今年のグラドル界を振り返って、なんといっても特筆すべきは、「グラビア・デビューがいきなり表紙」のケースが続出したことだろう。歌手で言うなら「ライブ・デビューがいきなり武道館」みたいなものだが(たぶん)、あらためて、その流れの背景にあるものはなんなのか? を考えると同時に、その功罪、それを果たした面々のその後を総点検!
まずはその流れについて、芸能評論家の三橋りの氏に聞いてみた。
「ここ数年で言えば、2013年に『ヤングマガジン』の表紙巻頭でグラビア・デビューを果たした柳ゆり菜が鮮烈な印象を残しましたが、それ以後、グループ系ではないいわゆる新人グラドルの、初水着での大手誌表紙登場というのは記憶にありません。それが今年になって、4月に『ヤンマガ』で表紙デビューした小倉優香を皮切りに、わちみなみ、澤北るな、アンジェラ芽衣、華村あすか、大原優乃、日比美思(ひびみこと)と頻出。その時流の根底にあるものは、ここ3、4年、顕著と呼べる大手出版社の先物買いによる独占起用が挙げられると思われますが、一方で、トップグループ系の子には絶対マネのできないグラドル独特の戦略とも言え、グループ系に対するグラドルのカウンターとして、この流れは今後も続く感があります」
確かにグラビアに対してのフットワークが軽くない人気グループ所属の子には、そう簡単には実践できない手法だろう。ただ、仕事としてのインパクトも大きい分、尻すぼみの危惧など、その後の展開のリスクも相応に大きいようにも思われるが。

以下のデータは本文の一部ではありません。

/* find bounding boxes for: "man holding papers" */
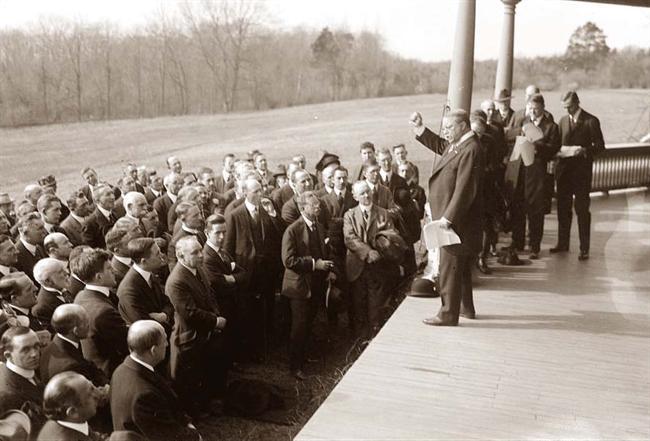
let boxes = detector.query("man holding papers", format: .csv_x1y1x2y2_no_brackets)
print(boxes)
410,109,484,326
509,94,560,259
553,91,605,260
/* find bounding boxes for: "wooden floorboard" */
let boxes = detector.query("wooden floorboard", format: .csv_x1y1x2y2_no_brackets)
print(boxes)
295,190,650,441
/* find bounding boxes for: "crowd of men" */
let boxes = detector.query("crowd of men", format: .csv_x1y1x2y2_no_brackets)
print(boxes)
0,85,604,440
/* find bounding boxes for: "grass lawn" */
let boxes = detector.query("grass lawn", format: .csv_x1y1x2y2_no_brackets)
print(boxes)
1,89,648,198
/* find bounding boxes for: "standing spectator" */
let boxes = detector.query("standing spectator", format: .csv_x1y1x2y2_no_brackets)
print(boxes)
363,162,394,209
81,185,118,249
351,142,376,181
153,174,183,235
553,91,605,261
166,156,183,175
15,213,48,284
392,144,420,185
215,154,236,195
61,191,93,247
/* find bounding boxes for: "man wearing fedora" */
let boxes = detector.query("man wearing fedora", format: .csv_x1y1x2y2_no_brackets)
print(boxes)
552,91,605,260
0,193,16,231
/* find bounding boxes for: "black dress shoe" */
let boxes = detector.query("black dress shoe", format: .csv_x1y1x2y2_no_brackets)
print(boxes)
460,311,476,319
422,317,457,326
549,245,569,253
578,251,589,261
477,258,492,274
529,251,540,260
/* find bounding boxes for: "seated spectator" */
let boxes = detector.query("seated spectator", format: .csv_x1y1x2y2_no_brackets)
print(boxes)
37,194,65,235
73,249,128,376
82,185,119,249
117,238,173,335
111,320,201,440
67,246,92,299
39,304,108,387
44,232,73,263
38,371,103,441
15,213,48,284
32,258,72,329
0,327,45,431
105,226,141,288
0,234,19,279
167,202,206,271
61,190,93,247
24,185,43,208
0,272,45,333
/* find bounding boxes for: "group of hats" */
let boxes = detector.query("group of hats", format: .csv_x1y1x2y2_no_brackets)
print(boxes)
493,88,580,104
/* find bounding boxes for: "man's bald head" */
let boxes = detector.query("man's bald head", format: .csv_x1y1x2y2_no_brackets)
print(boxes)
51,304,89,337
123,192,148,219
127,320,166,358
43,371,98,422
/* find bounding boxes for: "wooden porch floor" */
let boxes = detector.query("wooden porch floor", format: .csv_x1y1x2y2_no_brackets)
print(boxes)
295,190,650,440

「小倉、わち、澤北、アンジェラらはいずれも表紙仕事をその後もこなしており、特に、5本のドラマに連続出演を果たした小倉、月に4誌の表紙を務めた澤北など、期待に十分見合った展開と言えるのじゃないでしょうか。華村は表紙仕事はないものの、『サンジャポ』や、『モスバーガー』のCM、地元山形の衆議院総選挙啓発CMに出演。大原も来年に向けて、様々な展開が予定されていると伝えられますし、大原同様、元Dream5の日比は、12月4日売りの『週プレ』表紙に登場したばかりで、現時点、飛躍予想指数は100点満点と言っていい(笑)。ここまでの流れを見る限り、ネガティブな流れはほぼ皆無と言っていいでしょう」(同氏)
芸能ライターの織田祐二氏にも聞いてみた。
「うーん、唯一気になることと言えば、純グラドルとしての各自の意気込みの大きさですかね。表紙デビュー後、女優やバラエティでブレイクするやいなやグラビアはあっさり卒業みたいな展開は今後十分に考えられますので。所属事務所の体質や方針も含め、その子のグラドルとしての本気度をいかにこちらが見極められるかが重要。いきなり表紙デビューは悪くないですが、そういう子が増えた分、本気の純グラドルたちの活躍、起用のチャンスは確実に減るわけで、その点がどうも心配です」
なるほど。プロ野球でたとえるなら、日本人選手のアメリカ―・メジャーでの活躍は大いに期待したいわけだが、その分、日本のそれが盛り下がるのは本末転倒もいいところ。現状を見る限り、プロ野球界はうまくそのバランスを保っているようだが(メジャー級の選手が少ないという意味合いもあるが)、グラドル・シーンも“一時の腰かけ”ならぬ“一瞬の踏台”にならないようそのバランスをいかにキープするかが課題だろう。その意味でも、今後も続きそうな“いきなり表紙”の動向はグラドル・ファンとしてしっかり注視していきたい限りだ。